Hacker News new | ask | show | jobs
by johnwalker 4536 days ago
Some time ago, hypirion wrote about how persistent vectors are implemented in Clojure.

http://hypirion.com/musings/understanding-persistent-vector-...

There are actually several different implementations of the core data structures:

https://github.com/clojure/data.finger-tree

https://github.com/clojure/core.rrb-vector

Of course, the short answer is that Clojure isn't using classic linked lists, and that regular Java collections can be used and created pretty easily. [0] [1]

[0] https://stackoverflow.com/questions/4313505/converting-cloju...

[1] http://blog.raek.se/2011/01/24/executors-in-clojure/

1 comments

Thanks for the great resources. I still wonder to what extent is it at all possible to do cache-friendly data structures on the JVM. Besides the somewhat abstract data structure considerations of the kind posted, there is still the issue of whether in the end references are stored in the collections memory or the values themselves.

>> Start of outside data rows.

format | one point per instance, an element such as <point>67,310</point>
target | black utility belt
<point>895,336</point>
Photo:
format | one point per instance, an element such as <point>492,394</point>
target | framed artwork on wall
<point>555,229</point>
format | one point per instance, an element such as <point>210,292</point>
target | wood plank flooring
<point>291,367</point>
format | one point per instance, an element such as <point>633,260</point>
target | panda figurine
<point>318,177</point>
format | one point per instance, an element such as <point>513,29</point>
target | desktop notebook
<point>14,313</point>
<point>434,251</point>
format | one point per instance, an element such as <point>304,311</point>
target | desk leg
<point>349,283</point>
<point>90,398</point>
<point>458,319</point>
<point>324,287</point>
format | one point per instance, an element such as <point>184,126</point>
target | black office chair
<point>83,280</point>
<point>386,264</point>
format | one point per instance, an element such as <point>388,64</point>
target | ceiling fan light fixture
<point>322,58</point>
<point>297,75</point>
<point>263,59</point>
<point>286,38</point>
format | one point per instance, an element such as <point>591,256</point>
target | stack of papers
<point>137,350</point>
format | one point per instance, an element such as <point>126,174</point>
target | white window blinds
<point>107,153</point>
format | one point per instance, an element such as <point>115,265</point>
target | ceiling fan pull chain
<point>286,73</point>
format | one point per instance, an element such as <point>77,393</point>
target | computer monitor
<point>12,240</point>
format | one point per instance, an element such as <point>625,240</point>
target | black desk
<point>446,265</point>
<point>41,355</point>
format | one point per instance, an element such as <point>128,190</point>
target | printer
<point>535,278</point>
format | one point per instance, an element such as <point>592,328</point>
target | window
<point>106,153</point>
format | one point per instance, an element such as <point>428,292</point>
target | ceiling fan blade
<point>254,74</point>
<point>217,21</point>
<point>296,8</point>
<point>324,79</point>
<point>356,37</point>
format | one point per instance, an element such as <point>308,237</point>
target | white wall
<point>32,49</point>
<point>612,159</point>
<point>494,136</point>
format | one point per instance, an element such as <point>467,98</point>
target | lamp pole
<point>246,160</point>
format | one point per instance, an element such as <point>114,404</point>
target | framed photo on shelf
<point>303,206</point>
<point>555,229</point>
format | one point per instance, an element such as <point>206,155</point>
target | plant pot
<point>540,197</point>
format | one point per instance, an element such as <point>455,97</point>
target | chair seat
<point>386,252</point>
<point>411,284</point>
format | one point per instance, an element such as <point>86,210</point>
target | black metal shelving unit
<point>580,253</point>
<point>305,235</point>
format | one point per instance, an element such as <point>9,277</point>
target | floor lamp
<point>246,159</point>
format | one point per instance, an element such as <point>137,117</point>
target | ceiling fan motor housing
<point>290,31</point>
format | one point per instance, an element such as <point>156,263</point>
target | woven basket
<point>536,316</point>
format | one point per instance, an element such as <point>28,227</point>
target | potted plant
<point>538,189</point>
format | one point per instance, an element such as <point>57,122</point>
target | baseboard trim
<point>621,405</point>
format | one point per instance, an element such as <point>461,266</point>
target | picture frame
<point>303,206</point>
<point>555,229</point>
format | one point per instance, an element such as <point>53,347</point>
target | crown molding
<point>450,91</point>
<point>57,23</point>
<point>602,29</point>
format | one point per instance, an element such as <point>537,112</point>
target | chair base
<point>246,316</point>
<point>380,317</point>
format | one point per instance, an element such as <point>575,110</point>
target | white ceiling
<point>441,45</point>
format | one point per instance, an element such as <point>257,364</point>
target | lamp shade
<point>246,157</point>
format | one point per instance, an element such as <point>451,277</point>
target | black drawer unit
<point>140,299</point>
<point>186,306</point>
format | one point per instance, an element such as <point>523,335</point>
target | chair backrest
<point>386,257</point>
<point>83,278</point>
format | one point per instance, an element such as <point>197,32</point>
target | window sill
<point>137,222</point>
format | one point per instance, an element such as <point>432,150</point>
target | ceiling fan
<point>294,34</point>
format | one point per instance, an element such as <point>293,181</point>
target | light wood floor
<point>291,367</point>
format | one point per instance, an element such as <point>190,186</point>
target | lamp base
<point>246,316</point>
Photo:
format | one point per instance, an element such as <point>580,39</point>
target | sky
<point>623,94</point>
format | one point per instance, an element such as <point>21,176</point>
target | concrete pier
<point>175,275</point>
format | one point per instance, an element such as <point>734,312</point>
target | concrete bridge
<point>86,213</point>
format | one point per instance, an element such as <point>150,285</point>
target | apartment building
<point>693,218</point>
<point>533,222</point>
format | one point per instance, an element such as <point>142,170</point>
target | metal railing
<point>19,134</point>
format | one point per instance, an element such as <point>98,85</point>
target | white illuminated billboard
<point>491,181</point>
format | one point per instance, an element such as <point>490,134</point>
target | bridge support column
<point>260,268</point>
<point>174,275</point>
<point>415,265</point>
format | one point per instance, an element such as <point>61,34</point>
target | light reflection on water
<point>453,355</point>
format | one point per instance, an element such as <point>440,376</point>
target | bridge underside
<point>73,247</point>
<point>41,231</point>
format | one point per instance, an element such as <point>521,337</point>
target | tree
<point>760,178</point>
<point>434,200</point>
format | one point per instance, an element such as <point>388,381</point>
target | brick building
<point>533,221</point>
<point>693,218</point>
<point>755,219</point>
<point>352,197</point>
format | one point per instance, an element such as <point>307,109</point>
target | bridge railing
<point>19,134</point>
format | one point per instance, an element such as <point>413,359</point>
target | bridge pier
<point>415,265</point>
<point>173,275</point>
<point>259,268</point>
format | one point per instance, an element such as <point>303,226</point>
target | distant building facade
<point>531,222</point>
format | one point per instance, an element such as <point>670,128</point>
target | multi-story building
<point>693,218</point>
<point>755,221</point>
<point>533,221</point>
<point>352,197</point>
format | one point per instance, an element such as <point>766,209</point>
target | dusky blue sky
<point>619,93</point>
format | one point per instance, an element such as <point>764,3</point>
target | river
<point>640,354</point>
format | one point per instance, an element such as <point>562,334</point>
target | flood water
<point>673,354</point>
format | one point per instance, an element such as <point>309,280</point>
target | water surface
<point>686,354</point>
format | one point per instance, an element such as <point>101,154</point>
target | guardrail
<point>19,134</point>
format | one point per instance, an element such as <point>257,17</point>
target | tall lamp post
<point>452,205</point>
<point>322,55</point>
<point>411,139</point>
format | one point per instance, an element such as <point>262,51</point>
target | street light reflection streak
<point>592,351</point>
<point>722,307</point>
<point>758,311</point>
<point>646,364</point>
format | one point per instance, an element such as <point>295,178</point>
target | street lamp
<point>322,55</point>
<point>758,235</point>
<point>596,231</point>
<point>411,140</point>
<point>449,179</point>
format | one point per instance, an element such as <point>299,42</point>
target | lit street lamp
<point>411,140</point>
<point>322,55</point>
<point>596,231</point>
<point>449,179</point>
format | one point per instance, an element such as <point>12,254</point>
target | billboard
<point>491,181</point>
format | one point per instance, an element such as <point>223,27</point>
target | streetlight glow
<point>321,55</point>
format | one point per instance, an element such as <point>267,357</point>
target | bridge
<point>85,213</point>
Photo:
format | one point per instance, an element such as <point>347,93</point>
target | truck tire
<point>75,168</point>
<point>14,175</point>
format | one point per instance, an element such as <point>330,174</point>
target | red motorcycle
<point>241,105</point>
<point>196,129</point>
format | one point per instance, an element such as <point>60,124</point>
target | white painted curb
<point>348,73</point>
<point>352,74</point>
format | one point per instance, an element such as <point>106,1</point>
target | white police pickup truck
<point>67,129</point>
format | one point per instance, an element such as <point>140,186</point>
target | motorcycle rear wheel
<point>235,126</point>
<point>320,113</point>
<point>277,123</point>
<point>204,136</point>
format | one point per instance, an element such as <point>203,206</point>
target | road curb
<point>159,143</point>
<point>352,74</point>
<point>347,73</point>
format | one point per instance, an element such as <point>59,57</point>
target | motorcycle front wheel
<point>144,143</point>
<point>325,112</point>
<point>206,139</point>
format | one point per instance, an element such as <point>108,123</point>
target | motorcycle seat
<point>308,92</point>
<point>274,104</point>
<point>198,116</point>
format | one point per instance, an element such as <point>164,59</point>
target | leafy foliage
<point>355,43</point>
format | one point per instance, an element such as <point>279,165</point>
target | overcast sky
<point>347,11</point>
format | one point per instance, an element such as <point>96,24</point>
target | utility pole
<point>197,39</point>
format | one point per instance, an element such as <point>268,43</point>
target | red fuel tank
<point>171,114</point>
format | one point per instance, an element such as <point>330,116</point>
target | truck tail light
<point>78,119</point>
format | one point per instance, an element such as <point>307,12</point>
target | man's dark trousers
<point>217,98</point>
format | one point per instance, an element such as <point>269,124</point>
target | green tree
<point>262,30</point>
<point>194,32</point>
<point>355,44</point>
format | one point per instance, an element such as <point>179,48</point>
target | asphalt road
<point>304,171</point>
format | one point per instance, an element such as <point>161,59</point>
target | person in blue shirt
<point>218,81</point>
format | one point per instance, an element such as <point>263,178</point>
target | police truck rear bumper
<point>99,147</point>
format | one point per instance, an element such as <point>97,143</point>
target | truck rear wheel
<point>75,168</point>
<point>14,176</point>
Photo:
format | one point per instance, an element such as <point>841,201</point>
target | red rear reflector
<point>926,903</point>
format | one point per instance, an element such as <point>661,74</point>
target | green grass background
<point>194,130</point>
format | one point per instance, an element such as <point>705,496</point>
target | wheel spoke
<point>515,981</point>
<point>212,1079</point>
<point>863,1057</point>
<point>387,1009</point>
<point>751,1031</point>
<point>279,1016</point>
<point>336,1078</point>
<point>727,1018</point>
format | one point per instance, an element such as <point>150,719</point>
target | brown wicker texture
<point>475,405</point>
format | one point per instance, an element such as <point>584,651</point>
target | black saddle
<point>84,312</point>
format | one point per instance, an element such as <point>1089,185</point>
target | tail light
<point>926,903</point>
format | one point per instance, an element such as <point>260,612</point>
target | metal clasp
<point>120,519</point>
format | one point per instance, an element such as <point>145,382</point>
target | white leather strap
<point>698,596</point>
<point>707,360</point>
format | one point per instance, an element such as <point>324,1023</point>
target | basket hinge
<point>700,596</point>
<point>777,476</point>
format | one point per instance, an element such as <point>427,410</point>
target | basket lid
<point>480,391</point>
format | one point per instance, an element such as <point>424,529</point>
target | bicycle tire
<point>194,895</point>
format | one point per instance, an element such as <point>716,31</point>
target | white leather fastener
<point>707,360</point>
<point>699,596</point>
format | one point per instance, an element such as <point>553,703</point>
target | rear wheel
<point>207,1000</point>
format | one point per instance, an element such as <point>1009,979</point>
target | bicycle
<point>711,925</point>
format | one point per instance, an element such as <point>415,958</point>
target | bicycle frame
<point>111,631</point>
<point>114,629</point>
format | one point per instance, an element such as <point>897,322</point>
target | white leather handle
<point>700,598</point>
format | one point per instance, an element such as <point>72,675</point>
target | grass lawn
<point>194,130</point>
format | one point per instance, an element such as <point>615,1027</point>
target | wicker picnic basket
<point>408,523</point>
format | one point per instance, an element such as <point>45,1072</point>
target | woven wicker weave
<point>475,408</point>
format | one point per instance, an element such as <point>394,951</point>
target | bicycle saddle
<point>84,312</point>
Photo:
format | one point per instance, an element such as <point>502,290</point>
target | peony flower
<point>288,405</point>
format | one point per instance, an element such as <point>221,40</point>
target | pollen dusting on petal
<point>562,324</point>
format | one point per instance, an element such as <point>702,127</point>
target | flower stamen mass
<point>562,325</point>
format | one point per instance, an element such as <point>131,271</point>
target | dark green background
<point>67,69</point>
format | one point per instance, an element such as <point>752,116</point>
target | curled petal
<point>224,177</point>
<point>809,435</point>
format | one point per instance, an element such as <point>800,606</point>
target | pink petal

On the surface level it looks like Java collections generally use references for everything, except perhaps for arrays and (maybe) ArrayLists of primitive types. See for example:

http://java.dzone.com/articles/slab-guaranteed-heap-alignmen...

Java currently only stores primitives inline (in arrays or in objects). However, the memory allocation scheme (at least in HotSpot) places objects that are created one after another by the same thread consecutively in memory.

Nevertheless, cache-friendly data structures are still very much possible on the JVM. Consider something like a B-Tree node, with an array of references to the children and an array of keys. The node object and the arrays will be stored together in memory, so the only cache-missing pointer following you'd do is when you jump from one node to another, just as would happen in C/C++. So the memory placement is certainly not as flexible as in C/C++, but you can certainly be pretty cache friendly. In fact, this is a very active topic, as a lot of people are starting to use Java in low latency applications. For example, look at the discussions here: https://groups.google.com/forum/#!forum/mechanical-sympathy

There is work being done to support value types in Java, that are immutable, cannot be referenced (hence only compared by value), and stored inline in arrays (well, the latter is an implementation issue and up to the particular JVM to decide). This may be included in Java 9.

I'll have to defer to this paper. It mentions that the core persistent vectors are cache-friendly, but I would suspect that the llvm will always be an upper-bound for the jvm.

infoscience.epfl.ch/record/169879/files/RMTrees.pdf‎

I'm very interested in better answers to this question, though.